There are FINRA Rules about excessive markups/markdowns. Generally, any markup/markdown greater than 5% is considered fraud. Though, this looks like it covers everything except muni bonds. You might want to check out the MSRB, or perhaps call regarding reasonable markups/markdowns. Though, FINRA [f/k/a NASD] is charged with enforcing the MSRB rules.

Though, if you father filled out his tax bracket on his new account form at Merrill, and indicated a low tax bracket, you could always threaten Merrill that the municipal bonds were unsuitable, and thus there was a violation of NASD Rule 2310: Recommendations to Customers (Suitability). And say something like, "if you don't give us a good price on these bonds, I'm going to file a complaint with FINRA."

Note that ML already got fined and had to pay restitution in 2004 for overcharging customers in muni bond transactions. Shocked aren't you?

- Alec
Thanks for the input. We're not the threatening type so I'm just trying to figure out how to get out with the least cost.
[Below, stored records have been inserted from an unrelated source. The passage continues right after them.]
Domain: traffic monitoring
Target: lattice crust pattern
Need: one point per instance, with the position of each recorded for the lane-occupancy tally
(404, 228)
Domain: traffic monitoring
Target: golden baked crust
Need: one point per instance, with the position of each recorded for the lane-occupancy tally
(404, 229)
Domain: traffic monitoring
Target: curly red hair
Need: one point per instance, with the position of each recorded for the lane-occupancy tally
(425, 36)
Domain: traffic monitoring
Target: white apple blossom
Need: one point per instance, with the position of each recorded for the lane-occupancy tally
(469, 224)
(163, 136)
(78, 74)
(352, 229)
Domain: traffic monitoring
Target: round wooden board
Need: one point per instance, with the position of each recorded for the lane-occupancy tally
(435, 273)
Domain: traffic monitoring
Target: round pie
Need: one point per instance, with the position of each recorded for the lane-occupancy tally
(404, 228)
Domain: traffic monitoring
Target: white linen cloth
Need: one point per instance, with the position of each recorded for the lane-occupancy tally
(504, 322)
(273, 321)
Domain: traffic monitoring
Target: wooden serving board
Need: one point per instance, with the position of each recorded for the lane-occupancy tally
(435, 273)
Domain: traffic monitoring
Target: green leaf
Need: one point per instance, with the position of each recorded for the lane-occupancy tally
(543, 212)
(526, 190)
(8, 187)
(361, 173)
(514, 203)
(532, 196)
If the spread was 5%, I would definitely try to transfer them to my name but if the spread was 1% or less, I'd just recommend he sell them at ML. Unfortunately if I go onto VBS and search for muni bonds with a similar maturity, call provision, AAA rating and coupon rate, I get dealer prices from $96.6 to $100. So can one just put in a limit order, like for stocks, say for just under $100 and hope they sell?